I am 100% sure that if I went and "the code is the contract"ed whatever ends up being DAO2.0 out of 5% of all existing ETH, that Vitalik would come save it "just this once" one more time... I absolutely do not believe for one second that there wouldn't be another fork. And I say this as someone with a substantial interest in the currency.


Well, the point is, Vitalik can't do that. The community would have to agree with him.

If the situation were sufficiently dire, then presumably it would be easy to get community support. But the opposite is true too.


Nope, won't happen again. Look at EIP-999. It's backed by Vitalik but is still dead.


EIP-999 isn't backed by Vitalik but it was backed by major figures in Ethereum, including at least one co-founder. And yes it's dead.


> How do disagreements work with smart contracts?

In the case of Ethereum that's easy: you hard fork the currency.


It's code. If there's a bug it does what the bug says.

What happens when there's a disagreement with your program that prints "Hello W0rld"? It prints "Hello W0rld".


It depends, I guess. If what you're talking about is a disagreement between two parties about the object of the contract or its conditions, I don't see why you couldn't resolve it the same way you would with a paper contract. I don't know if any country's definition of contract is broad enough to include smart contracts, but you could possibly bring this to court, perhaps?

If the two parties can agree on a new stipulation of the (smart) contract, a new contract can be issued.

As an aside, this is painful, as a smart contract's address will usually be linked to some user facing application or just your own wallet.

A way to facilitate this is through the use of a proxy contract, which is a contract that exists only to forward instructions to a secondary contract (the main one). The main contract can then do whatever is meant to do.

Now if there is a disagreement or a bug, after an agreement is reached, you can deploy your new contract, change the address on the proxy contract and you're done.


Consider finance options contracts. It's math, there aren't ambiguities, "that's not a bug, it's a feature". Also consider that if lawyering was not an available tool in software contracts, there would still be a game theoretic equilibrium, just a different one, but markets would still function. Before contract law there were other coordinating forces, such as royalty and religion, and things worked out well enough. http://home.uchicago.edu/~rmyerson/research/stratofc.pdf


> such as royalty and religion

That's because they had the power to go to war to enforce their contracts.

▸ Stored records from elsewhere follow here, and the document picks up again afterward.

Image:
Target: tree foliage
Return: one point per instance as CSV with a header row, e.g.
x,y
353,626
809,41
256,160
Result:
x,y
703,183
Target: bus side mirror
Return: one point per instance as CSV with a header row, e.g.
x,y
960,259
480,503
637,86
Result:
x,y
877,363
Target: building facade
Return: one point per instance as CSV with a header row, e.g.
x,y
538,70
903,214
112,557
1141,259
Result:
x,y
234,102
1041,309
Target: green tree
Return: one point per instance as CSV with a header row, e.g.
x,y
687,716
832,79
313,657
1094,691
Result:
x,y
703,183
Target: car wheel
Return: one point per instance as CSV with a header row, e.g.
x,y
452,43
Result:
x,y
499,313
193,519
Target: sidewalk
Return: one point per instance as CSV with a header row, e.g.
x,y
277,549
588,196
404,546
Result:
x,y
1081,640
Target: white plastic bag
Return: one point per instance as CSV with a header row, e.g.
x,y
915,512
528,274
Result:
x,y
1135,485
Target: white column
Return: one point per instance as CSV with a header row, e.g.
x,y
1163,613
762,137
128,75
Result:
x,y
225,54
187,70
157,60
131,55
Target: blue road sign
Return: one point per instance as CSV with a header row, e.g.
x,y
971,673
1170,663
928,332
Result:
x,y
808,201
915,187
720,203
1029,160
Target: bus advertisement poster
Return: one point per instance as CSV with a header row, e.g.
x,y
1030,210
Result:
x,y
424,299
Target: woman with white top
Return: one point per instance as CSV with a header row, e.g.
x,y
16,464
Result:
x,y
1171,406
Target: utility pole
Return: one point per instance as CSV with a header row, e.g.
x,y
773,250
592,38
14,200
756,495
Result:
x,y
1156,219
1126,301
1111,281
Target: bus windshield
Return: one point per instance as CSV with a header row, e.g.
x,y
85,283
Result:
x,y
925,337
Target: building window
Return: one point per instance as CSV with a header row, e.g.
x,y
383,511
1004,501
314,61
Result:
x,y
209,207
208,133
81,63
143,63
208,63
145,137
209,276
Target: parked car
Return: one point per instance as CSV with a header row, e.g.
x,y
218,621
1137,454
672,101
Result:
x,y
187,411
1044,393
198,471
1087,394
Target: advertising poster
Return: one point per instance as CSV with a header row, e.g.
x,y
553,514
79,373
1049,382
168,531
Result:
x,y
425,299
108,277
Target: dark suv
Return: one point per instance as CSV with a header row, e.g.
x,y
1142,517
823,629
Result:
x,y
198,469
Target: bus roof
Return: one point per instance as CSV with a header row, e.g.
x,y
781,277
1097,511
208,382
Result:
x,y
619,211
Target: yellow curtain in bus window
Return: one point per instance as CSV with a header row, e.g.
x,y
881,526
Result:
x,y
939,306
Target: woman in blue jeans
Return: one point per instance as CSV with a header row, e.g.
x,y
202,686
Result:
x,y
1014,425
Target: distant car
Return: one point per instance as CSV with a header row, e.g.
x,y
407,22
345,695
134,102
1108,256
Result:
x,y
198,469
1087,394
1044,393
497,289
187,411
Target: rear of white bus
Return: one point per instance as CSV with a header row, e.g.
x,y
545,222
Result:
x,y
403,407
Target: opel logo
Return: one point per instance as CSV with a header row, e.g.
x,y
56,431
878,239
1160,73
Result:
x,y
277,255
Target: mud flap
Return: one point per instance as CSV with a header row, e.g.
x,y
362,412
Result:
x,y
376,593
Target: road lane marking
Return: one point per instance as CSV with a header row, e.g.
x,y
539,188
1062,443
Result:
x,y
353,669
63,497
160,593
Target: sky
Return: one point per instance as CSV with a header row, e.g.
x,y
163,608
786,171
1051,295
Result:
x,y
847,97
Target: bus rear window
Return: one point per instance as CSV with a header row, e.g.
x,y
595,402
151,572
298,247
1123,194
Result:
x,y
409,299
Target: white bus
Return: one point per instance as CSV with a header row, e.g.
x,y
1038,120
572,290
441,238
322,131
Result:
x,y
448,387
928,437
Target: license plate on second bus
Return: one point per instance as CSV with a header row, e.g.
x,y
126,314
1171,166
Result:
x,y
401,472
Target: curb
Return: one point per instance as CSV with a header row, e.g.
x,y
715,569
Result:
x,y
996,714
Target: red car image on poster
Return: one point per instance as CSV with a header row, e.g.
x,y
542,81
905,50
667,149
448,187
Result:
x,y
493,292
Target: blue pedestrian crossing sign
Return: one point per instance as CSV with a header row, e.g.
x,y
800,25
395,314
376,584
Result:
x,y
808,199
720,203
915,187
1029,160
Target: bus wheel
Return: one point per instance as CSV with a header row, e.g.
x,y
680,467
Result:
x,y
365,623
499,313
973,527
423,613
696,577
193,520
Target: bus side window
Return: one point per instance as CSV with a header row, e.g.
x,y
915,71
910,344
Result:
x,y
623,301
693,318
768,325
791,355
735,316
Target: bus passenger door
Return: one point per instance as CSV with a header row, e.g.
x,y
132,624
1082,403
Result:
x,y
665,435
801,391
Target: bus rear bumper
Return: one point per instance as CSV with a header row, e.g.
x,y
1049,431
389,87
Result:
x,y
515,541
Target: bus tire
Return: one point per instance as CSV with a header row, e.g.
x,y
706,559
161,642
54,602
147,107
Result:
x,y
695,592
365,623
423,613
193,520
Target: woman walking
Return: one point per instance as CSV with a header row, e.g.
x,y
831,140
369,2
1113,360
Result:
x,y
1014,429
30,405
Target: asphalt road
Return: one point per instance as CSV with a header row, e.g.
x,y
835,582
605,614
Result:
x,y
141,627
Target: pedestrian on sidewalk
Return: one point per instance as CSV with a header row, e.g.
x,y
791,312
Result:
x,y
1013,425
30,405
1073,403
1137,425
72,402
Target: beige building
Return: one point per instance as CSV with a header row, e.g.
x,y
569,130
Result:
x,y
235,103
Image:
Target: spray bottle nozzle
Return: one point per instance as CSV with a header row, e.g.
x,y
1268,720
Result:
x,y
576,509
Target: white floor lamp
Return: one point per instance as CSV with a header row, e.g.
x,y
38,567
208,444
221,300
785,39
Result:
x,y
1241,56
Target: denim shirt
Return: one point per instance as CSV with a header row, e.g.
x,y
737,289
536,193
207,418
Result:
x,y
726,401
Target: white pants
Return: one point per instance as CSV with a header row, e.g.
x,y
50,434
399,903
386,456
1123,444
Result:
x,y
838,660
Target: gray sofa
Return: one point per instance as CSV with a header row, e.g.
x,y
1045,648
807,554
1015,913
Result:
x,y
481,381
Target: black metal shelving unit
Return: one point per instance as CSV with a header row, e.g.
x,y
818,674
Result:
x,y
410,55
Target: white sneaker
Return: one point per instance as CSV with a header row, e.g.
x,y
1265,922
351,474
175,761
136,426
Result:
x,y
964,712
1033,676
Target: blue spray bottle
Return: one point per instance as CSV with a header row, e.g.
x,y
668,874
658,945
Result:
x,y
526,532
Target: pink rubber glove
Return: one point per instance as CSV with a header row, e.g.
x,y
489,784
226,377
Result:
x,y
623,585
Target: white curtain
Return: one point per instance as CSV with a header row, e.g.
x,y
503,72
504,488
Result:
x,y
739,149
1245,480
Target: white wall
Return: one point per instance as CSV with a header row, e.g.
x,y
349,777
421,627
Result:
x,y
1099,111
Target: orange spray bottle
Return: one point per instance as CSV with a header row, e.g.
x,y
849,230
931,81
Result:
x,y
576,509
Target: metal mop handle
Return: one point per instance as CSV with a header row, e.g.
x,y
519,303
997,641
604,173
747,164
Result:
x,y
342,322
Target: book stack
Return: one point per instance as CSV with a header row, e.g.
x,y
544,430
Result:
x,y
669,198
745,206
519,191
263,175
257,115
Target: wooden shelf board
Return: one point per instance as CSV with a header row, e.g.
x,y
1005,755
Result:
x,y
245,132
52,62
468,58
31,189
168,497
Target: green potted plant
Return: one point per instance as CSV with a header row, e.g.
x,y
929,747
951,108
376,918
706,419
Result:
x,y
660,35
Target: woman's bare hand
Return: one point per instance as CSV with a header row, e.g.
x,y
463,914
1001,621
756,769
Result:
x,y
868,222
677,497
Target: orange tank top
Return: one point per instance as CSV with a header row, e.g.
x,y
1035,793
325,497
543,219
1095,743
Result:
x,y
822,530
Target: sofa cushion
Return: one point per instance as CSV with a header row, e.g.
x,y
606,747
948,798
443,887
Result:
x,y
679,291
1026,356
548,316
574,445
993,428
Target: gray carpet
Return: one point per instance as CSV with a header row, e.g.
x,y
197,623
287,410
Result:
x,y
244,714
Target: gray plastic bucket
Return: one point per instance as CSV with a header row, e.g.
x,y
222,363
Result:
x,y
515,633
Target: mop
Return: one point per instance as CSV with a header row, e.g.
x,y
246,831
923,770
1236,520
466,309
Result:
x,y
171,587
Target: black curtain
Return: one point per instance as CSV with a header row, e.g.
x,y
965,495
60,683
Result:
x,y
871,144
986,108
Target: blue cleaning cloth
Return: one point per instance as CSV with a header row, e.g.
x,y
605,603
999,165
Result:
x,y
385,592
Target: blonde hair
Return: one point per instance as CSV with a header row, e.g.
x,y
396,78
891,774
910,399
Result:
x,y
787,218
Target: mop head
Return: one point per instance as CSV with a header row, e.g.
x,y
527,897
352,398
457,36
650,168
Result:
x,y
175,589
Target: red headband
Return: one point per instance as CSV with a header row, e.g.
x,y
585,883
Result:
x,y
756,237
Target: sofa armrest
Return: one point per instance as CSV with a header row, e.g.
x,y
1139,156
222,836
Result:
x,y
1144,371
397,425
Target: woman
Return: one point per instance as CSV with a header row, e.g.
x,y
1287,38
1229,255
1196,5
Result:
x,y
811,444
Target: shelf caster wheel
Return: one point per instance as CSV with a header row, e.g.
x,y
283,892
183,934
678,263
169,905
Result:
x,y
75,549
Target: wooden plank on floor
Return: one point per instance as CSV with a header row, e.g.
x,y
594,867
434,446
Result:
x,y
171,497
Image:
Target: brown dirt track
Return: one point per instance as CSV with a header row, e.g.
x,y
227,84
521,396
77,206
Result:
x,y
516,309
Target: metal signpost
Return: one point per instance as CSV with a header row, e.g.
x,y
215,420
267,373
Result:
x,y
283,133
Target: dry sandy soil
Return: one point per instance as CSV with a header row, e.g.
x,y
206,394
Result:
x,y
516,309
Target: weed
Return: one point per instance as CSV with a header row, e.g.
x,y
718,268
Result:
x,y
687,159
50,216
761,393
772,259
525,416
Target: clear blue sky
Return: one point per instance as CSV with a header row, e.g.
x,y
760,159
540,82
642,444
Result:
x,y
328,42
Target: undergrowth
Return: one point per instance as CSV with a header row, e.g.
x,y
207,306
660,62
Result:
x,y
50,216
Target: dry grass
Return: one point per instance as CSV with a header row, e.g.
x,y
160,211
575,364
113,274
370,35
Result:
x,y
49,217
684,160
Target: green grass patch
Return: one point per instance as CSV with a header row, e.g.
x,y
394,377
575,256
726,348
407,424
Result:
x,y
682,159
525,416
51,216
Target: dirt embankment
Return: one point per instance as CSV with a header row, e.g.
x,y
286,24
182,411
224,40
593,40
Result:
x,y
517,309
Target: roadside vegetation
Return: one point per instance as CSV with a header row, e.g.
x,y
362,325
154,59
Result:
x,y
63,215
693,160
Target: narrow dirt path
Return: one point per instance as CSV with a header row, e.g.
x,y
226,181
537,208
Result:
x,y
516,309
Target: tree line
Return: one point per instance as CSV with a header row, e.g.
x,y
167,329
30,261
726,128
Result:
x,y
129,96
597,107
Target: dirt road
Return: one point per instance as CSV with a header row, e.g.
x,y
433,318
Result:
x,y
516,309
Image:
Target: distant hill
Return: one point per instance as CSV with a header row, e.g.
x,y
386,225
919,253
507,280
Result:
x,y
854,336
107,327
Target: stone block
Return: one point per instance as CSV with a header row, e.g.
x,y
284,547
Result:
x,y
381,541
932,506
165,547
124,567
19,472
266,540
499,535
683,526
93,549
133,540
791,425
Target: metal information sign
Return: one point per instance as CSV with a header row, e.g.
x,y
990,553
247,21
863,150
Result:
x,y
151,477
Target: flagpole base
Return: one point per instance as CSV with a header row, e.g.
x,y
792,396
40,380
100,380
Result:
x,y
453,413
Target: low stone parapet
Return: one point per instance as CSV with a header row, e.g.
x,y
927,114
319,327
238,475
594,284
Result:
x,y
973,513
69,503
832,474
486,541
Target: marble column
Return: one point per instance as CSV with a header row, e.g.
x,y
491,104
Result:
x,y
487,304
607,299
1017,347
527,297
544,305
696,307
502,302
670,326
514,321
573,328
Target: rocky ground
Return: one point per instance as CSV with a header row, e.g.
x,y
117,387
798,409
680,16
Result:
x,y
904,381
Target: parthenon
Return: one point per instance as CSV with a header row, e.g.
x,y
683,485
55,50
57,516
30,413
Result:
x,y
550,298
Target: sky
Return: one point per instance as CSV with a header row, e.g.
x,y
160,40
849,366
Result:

Etherium holders do not have such power, so ultimately, relies on the country's laws to enforce the smart contract.


Game theory is the more fundamental thing that power ultimately derives from. From the paper I linked:

"Focal arbitration power is power to redefine property rights, which of course may be profitable for the focal arbitrator himself. But a society's generally understood rules for recognizing leaders can impose constraints what a leader must do if he wants to retain his generally recognized position of authority."